U.S. Treasury Secretary Tim Geithner is scheduled to arrive in Pittsburgh today, where he will be greeted by a chorus of calls to bolster ailing U.S. manufacturers by taking action against China's currency and trade policies.
Mr. Geithner will tour Allegheny Technologies' plate mill in Washington, Pa., before meeting with United Steelworkers President Leo Gerard and U.S. Steel Chairman and CEO John P. Surma at USW headquarters, Downtown.
The Treasury Department said Tuesday that Mr. Geithner would meet privately with labor and business leaders to discuss the economy and manufacturing issues.
Steelmakers and other manufacturers are urging the Obama administration to aid U.S. industry by implementing several measures against China, which they allege is destroying U.S. jobs by keeping the value of its currency artificially low and subsidizing exports.
The policies have cost 2.4 million American jobs since 2001, according to the Alliance for American Manufacturing, a nonprofit group that promotes manufacturing interests. Its members include Allegheny Technologies, U.S. Steel and the USW.
The job loss figures are based on a report from the Economic Policy Institute. They include about 17,500 jobs in the four congressional districts in the Pittsburgh region.
U.S. Rep. Tim Murphy, R-Upper St. Clair, said Tuesday that Pittsburgh is an appropriate place for Mr. Geithner "to acknowledge what even Chinese business leaders are saying: Beijing manipulates its currency to subsidize its exports in a long-running effort to destroy our country's manufacturing base."
Mr. Murphy and U.S. Reps. Jason Altmire, D-McCandless, and Mike Doyle, D-Forest Hills, were among 130 members of Congress who sent Mr. Geithner and Commerce Secretary Gary Locke a letter this month urging the Obama administration to make a formal statement that China is manipulating its currency.
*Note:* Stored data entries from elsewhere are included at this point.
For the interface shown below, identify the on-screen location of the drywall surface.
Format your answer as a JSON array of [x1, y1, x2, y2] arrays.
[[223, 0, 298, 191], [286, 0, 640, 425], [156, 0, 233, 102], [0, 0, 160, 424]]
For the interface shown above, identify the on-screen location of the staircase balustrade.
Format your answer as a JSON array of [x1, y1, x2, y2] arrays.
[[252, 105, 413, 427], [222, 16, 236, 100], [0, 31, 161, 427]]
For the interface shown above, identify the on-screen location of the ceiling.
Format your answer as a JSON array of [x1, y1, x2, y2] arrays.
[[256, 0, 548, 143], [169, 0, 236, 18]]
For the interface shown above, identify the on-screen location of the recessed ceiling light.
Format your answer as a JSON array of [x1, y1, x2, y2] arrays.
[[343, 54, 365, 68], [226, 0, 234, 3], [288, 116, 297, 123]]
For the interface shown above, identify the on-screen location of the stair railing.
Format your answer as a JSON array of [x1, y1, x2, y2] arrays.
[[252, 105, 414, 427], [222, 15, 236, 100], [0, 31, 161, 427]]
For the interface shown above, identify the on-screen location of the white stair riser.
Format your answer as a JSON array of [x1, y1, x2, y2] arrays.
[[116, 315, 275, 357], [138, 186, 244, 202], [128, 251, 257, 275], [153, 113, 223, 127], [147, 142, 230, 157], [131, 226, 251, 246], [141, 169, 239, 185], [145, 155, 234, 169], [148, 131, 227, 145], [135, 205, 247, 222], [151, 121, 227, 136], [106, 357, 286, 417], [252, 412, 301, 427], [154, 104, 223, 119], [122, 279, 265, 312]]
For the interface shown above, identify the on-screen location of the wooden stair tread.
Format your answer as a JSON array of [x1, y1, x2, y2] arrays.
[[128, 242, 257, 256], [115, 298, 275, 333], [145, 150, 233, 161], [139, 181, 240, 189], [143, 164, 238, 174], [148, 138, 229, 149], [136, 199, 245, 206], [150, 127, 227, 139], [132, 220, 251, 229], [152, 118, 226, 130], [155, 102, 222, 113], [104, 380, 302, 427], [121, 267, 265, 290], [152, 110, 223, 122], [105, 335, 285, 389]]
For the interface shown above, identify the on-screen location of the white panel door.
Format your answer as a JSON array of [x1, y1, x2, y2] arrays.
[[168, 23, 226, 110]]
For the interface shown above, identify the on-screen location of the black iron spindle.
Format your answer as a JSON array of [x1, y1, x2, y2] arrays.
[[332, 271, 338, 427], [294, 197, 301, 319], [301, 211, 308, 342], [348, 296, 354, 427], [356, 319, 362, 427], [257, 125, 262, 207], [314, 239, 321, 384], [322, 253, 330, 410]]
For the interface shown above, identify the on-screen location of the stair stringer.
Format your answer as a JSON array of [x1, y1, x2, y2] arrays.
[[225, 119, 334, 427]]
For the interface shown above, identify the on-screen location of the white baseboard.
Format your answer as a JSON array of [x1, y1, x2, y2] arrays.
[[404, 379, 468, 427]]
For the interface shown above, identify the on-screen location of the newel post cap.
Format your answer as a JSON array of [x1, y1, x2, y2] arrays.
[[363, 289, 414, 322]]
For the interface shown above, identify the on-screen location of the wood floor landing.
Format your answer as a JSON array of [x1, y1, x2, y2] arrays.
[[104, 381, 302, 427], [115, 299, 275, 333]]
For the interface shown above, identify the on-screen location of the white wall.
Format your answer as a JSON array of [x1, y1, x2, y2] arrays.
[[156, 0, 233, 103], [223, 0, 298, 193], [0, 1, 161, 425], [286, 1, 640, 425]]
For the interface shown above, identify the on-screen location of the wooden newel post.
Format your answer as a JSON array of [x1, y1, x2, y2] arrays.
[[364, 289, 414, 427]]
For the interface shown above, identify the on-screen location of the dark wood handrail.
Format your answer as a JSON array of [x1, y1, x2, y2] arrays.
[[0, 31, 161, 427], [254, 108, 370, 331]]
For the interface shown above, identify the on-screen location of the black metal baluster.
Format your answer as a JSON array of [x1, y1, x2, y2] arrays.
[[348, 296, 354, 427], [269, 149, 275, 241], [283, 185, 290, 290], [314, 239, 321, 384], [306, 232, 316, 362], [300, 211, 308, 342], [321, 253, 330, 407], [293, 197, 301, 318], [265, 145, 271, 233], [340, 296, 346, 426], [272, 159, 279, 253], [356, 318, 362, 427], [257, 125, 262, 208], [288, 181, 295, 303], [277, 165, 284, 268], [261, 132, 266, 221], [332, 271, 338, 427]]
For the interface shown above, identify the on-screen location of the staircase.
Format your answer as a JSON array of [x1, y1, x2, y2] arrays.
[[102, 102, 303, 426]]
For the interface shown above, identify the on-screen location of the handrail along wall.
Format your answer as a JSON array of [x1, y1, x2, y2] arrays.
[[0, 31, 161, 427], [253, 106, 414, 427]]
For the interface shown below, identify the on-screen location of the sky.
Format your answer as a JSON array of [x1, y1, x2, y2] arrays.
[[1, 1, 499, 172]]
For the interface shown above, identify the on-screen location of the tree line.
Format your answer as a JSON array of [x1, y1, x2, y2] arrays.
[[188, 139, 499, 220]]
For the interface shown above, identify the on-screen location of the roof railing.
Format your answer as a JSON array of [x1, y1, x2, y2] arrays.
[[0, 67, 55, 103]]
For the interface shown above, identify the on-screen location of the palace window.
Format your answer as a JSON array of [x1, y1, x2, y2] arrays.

They hope such a statement will be included in a report Mr. Geithner will send to the White House April 15.
In December, the U.S. International Trade Commission imposed duties on about $2.8 billion of Chinese steel pipe exported to the United States. The duties are designed to offset subsidies China provides to its tube producers. It was one of several trade cases that have strained relations between the two countries.
Mr. Geithner will wrap up his visit with a news conference this afternoon at USW offices after the stock market closes.